# WHY MUSHROOMS MAY BE THE BEST FOOD TO HELP FIGHT AGING



## Petronius (Oct 13, 2010)

*WHY MUSHROOMS MAY BE THE BEST FOOD TO HELP FIGHT AGING*

http://www.newsweek.com/why-mushrooms-may-be-best-food-help-fight-aging-707410


----------



## Nostromo (Feb 14, 2012)

I like the sounds of this.


----------



## Petronius (Oct 13, 2010)

Even white button mushrooms have some beneficial qualities.


----------



## CWlake (Mar 28, 2016)

I just found a new reishi tree yesterday while taking a walk through the park. It had about 5 or 6 large fronds. I'm always on the lookout for new trees. Although I still have some dried out from last year, I didn't see any new ones this year until now. Did not find any late fall oysters on my usual trees either. Same goes for hens. It was a very unusual year for all shrooms.


----------



## Oldgrandman (Nov 16, 2004)

CWlake said:


> I just found a new reishi tree yesterday while taking a walk through the park. It had about 5 or 6 large fronds. I'm always on the lookout for new trees. Although I still have some dried out from last year, I didn't see any new ones this year until now. Did not find any late fall oysters on my usual trees either. Same goes for hens. It was a very unusual year for all shrooms.


Yup...


----------



## Oldgrandman (Nov 16, 2004)

petronius said:


> Even white button mushrooms have some beneficial qualities.

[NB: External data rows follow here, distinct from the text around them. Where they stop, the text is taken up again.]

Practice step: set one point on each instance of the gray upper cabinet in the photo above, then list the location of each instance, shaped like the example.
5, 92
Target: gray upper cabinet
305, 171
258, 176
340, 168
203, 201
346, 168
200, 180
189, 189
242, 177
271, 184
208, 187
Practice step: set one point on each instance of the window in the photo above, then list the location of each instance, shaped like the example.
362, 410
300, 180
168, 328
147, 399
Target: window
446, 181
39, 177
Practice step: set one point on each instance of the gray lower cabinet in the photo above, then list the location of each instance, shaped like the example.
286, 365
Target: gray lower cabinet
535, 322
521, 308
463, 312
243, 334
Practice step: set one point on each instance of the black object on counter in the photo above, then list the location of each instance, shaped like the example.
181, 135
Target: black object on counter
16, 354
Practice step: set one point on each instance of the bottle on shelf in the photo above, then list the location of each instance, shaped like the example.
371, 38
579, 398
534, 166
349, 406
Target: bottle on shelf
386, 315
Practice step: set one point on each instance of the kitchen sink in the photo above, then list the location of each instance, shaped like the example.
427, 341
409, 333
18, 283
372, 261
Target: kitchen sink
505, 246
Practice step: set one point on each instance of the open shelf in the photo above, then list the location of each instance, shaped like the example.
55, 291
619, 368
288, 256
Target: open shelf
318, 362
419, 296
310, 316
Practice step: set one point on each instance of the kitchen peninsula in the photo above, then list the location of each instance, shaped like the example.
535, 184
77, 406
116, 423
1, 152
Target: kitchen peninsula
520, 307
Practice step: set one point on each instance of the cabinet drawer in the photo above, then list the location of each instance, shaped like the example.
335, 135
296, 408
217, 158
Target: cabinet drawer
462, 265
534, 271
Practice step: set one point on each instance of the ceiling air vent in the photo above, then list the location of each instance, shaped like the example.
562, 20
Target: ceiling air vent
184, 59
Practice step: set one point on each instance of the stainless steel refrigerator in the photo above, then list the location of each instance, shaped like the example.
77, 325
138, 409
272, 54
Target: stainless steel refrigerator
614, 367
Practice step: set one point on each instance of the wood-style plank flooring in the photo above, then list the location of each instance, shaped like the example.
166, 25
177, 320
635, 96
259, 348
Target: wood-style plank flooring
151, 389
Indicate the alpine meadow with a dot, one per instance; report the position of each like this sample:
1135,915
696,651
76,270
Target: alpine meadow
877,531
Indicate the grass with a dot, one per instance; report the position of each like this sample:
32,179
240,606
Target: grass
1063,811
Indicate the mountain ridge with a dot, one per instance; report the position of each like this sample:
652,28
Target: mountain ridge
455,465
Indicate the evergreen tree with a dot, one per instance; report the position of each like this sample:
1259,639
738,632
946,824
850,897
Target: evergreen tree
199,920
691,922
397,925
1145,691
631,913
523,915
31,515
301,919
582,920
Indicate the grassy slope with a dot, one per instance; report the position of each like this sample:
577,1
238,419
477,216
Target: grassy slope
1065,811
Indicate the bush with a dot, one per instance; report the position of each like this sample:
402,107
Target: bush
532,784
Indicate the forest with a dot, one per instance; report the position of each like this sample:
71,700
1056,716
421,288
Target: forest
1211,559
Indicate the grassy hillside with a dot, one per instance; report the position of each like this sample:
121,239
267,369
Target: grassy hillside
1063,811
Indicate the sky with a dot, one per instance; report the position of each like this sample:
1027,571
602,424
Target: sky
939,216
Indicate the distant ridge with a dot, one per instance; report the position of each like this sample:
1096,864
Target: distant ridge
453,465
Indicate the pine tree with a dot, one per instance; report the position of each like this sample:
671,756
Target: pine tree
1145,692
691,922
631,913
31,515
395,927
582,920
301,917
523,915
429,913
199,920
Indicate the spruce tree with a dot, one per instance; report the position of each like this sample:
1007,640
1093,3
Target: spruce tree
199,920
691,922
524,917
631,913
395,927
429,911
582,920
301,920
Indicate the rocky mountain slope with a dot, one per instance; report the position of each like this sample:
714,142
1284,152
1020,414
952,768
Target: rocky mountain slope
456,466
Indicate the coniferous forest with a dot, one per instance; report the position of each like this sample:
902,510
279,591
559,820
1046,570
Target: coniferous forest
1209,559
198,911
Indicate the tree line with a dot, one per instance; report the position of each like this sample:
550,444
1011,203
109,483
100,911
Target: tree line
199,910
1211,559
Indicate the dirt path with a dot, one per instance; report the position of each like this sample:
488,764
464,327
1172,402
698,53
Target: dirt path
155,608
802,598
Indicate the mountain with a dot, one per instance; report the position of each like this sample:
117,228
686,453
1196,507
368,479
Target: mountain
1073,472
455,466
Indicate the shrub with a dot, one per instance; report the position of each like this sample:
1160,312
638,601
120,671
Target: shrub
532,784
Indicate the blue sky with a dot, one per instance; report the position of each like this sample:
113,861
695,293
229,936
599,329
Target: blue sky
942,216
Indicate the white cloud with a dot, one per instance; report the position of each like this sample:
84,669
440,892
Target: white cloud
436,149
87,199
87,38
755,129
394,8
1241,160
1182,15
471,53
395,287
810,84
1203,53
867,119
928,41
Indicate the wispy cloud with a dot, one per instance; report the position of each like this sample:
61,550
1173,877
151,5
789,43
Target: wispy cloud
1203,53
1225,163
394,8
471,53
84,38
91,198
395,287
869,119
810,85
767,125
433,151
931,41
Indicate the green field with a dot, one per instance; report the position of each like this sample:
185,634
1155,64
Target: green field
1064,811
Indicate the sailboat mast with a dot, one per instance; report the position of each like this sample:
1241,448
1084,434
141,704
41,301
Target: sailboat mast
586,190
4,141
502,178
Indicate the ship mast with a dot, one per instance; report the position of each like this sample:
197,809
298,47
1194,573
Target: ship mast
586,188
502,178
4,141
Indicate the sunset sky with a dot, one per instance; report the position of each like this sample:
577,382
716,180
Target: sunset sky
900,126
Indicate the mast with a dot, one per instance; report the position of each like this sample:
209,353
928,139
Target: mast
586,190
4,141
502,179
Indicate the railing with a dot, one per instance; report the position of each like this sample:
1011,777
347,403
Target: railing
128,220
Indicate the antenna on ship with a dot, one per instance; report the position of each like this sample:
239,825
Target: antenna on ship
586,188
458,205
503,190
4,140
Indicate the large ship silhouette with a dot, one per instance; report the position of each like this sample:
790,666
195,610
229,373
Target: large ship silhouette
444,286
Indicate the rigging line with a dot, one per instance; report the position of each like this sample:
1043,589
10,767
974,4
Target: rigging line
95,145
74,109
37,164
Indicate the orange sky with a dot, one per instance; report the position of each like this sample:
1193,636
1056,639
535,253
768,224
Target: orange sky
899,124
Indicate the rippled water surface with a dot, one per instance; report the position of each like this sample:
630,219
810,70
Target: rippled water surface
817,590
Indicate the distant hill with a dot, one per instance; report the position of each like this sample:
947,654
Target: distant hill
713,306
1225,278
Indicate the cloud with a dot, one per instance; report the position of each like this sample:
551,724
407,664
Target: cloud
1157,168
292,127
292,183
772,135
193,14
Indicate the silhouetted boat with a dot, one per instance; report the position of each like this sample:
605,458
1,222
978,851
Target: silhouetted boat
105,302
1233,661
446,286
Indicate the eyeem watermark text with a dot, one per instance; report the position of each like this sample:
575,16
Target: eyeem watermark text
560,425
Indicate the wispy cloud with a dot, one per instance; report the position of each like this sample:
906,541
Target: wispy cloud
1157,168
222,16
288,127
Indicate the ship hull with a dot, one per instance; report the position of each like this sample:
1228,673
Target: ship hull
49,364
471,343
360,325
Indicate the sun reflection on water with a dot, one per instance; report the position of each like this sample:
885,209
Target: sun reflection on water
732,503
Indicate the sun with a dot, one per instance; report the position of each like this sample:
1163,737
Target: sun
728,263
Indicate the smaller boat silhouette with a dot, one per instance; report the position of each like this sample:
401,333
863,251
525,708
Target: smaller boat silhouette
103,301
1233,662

Too bad they don't work for a fractured ankle! I wasn't recovering from a mishap I had and an MRI revealed a fracture that the x-ray didn't show and a torn ligament, now I may need a surgery or two. At least I might have it over by Spring, if I need it.


----------



## Petronius (Oct 13, 2010)

Get it taken care of. Don't want to be maneuvering through the woods on crutches.


----------



## jeffm (Sep 20, 2008)

CWlake said:


> I just found a new reishi tree yesterday while taking a walk through the park. It had about 5 or 6 large fronds. I'm always on the lookout for new trees. Although I still have some dried out from last year, I didn't see any new ones this year until now. Did not find any late fall oysters on my usual trees either. Same goes for hens. It was a very unusual year for all shrooms.


Hey CWlake that's a great find, wish I could find some more Reishi tree's that produce, hoping next season my couple tree's produce some maybe.
Were they on a maple tree by chance ?


----------



## jeffm (Sep 20, 2008)

They say oysters have some medicanl value. Been finding some on oaks here and there, sure isn't like springtime early summer aspen oysters (everywhere)but I still enjoy the hunt.
(I thought bottem two were a nice color from what I usually find.)


----------



## CWlake (Mar 28, 2016)

Jeffm, the reishi find was on a maple. I just went to harvest it last week and 20ft. away was a nice new flush of oysters on an old dead cottonwood. First ones that I've found this fall. your oysters appear to be panellus serotinus. the gills appear to be off-white with a hint of salmon color. and they don't run down the stem like ostreatus. I've eaten some of them before that were on the bitter side. Good luck out there! for the first of dec., theres still some new growth out there.


----------



## jeffm (Sep 20, 2008)

CWlake said:


> Jeffm, the reishi find was on a maple. I just went to harvest it last week and 20ft. away was a nice new flush of oysters on an old dead cottonwood. First ones that I've found this fall. your oysters appear to be panellus serotinus. the gills appear to be off-white with a hint of salmon color. and they don't run down the stem like ostreatus. I've eaten some of them before that were on the bitter side. Good luck out there! for the first of dec., theres still some new growth out there.


http://www.chuckanuttransition.com/...ellus-serotinus-a-good-edible-if-cooked-right
This worked for me but I also like large sweettooths that some say are bitter.


----------



## jeffm (Sep 20, 2008)

Inonotus obliquus (Chaga)
It's not food but it makes a nice tea, that has some amazing medicanl benifits, I am a pessimist by nature I have been told by my loved ones, i have been drinking this since Nov. so the ruling is still out on the benifits it's providing me, but so far it's looking great considering the way it has went for me the past 10yrs I'd say, it's still early in the flu season tho.


----------



## CWlake (Mar 28, 2016)

I make a reishi tincture every year. I haven't been sick in over 2 years now. not even a cold. With the cost of this stuff, I'm just glad I can find it in the woods!


----------



## ESOX (Nov 20, 2000)

Being a holistic kind of guy, I have a few favorite varieties of mushrooms myself.....


----------



## jeffm (Sep 20, 2008)

CWlake said:


> I make a reishi tincture every year. I haven't been sick in over 2 years now. not even a cold. With the cost of this stuff, I'm just glad I can find it in the woods!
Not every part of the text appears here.